“Here is home,” said Jennifer, who giggles easily and asks deep questions about faith that make staffers pause to think. “They feel like family.” Having that loving support taught her to trust God more: “Before, I felt like everything that happened was bad, and that God didn’t have a reason for it. But now I see that He does care, and that He does have a plan.”
Taylor and Jennifer are two of many such stories at Navajo Ministries, an interdenominational nonprofit that started in 1953 with a borrowed tent when founder Jack Drake saw a desperate need to care for neglected and abused Navajo kids. The president of a local bank donated $12,000 for Drake to purchase 12 acres of land in Farmington, a town bordering the reservation. Drake borrowed books from the local library to learn how to build a house and, with the help of several volunteers from the Midwest, erected the first children’s home on the property—a two-story, five-bedroom, cinder-block house with a shingled roof that quickly filled with 17 Navajo kids.

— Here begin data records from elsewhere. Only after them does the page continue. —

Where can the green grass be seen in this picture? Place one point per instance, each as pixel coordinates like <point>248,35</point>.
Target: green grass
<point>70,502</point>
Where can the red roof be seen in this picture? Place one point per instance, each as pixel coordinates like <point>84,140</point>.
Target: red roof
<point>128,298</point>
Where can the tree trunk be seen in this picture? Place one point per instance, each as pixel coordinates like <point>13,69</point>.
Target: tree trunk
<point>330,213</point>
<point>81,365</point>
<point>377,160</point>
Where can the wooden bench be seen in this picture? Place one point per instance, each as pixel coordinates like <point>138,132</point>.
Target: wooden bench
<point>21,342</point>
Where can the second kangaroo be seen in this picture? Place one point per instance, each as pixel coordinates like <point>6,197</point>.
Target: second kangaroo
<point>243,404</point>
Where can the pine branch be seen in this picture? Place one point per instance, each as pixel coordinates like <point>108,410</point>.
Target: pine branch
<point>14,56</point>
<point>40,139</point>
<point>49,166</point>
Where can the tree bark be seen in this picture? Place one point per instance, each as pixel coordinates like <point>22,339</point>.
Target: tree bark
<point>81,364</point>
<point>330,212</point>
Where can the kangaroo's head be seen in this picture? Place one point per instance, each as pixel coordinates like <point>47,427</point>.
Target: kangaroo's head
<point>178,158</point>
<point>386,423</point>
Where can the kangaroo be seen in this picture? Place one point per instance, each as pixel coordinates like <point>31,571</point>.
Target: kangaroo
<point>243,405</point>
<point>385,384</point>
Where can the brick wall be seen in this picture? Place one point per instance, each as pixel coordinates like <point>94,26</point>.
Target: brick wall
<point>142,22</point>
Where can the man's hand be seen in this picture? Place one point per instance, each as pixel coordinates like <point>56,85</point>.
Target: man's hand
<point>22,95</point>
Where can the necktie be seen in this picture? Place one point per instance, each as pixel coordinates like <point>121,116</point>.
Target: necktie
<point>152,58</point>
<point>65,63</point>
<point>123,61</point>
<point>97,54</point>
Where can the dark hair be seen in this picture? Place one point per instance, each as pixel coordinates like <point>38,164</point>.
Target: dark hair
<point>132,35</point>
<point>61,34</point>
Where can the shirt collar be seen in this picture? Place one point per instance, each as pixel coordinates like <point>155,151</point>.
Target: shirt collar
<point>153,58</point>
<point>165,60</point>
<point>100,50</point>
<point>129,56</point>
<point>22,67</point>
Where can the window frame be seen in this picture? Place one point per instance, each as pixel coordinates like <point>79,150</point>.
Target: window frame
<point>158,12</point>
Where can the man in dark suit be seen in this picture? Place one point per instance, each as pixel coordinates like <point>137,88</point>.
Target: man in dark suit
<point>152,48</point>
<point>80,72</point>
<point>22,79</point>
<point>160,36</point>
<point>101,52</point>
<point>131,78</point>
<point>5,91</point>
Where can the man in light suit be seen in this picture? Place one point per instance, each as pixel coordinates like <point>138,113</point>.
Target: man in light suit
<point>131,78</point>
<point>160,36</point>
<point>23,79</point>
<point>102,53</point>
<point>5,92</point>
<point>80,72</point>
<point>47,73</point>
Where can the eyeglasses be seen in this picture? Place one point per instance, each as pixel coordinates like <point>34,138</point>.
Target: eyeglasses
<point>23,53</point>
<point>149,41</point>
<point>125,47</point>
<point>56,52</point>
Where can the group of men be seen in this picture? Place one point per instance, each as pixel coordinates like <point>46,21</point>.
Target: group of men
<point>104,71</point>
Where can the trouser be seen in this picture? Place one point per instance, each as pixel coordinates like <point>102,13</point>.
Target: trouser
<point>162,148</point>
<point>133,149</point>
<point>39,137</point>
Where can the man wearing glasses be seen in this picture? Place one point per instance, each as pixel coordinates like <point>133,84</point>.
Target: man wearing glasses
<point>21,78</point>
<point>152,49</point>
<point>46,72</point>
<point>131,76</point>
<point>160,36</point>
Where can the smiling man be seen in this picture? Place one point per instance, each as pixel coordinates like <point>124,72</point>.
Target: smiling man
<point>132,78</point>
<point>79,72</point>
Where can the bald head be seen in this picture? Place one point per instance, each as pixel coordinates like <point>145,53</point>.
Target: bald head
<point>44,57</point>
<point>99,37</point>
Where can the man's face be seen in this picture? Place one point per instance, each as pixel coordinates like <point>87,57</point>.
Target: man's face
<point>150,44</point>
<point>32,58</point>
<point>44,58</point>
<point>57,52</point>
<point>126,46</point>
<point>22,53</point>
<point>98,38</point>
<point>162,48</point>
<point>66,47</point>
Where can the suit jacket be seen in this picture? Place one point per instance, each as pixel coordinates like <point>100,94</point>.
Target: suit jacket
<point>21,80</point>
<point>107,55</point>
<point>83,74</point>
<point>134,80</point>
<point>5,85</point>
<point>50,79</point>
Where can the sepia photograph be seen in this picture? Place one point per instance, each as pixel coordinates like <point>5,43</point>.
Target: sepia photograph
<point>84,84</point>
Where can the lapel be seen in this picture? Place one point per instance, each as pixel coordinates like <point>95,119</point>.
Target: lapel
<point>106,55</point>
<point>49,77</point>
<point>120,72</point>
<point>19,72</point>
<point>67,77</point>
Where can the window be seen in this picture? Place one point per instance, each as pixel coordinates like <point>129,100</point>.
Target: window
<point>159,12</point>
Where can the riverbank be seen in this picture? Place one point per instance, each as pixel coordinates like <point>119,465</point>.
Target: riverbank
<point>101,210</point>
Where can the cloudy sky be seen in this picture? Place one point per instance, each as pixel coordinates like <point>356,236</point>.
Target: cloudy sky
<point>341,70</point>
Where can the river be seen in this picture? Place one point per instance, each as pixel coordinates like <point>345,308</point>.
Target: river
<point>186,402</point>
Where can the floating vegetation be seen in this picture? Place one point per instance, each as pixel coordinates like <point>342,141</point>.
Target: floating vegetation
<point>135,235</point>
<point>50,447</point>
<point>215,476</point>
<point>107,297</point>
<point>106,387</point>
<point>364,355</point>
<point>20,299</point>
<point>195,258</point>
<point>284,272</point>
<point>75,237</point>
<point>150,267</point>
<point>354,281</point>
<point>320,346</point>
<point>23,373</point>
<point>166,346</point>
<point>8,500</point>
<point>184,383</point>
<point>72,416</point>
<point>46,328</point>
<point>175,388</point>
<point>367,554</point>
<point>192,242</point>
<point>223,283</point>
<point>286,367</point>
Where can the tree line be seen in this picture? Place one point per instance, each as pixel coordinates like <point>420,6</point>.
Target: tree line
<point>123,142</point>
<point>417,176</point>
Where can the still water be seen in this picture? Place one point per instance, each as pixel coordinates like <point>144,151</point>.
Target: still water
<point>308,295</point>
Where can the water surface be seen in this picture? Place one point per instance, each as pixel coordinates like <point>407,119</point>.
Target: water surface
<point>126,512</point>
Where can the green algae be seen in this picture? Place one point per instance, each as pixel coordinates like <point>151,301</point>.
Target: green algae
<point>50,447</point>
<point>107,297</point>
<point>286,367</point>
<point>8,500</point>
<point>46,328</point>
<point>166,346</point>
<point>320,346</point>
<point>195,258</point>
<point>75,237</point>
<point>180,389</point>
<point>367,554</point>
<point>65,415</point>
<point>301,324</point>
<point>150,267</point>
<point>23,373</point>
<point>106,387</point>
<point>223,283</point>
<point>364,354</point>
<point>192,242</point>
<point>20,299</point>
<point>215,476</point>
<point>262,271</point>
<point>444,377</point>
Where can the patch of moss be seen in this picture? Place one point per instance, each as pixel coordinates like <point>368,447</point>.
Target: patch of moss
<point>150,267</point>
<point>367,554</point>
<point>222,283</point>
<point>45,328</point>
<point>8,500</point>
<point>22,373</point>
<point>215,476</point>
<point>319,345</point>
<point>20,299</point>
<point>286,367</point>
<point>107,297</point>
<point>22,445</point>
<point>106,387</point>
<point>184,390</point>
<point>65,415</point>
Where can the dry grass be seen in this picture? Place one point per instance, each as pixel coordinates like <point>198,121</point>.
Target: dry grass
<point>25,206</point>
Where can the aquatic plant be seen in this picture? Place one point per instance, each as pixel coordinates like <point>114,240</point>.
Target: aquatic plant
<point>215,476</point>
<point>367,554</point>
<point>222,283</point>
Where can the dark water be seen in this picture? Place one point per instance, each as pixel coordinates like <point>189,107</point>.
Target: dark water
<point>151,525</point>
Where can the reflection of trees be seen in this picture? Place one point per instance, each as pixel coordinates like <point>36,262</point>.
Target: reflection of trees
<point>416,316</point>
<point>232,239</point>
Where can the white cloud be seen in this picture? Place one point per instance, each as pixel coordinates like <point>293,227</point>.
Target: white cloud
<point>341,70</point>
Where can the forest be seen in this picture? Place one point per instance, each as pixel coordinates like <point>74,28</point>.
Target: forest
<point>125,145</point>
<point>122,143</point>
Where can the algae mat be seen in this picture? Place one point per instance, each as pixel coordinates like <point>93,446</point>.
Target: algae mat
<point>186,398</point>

Sixty-four years later, the mission of Navajo Ministries stays the same: To help people through programs that instill hope, restoration, and Christian values. Throughout the decades, the ministry expanded and shrank depending on available funds and need. Today Navajo Ministries includes an after-school learning program, an award-winning Christian radio station, and an outreach program that provides material and spiritual help to the Navajo Nation through vacation Bible schools and support to Navajo churches.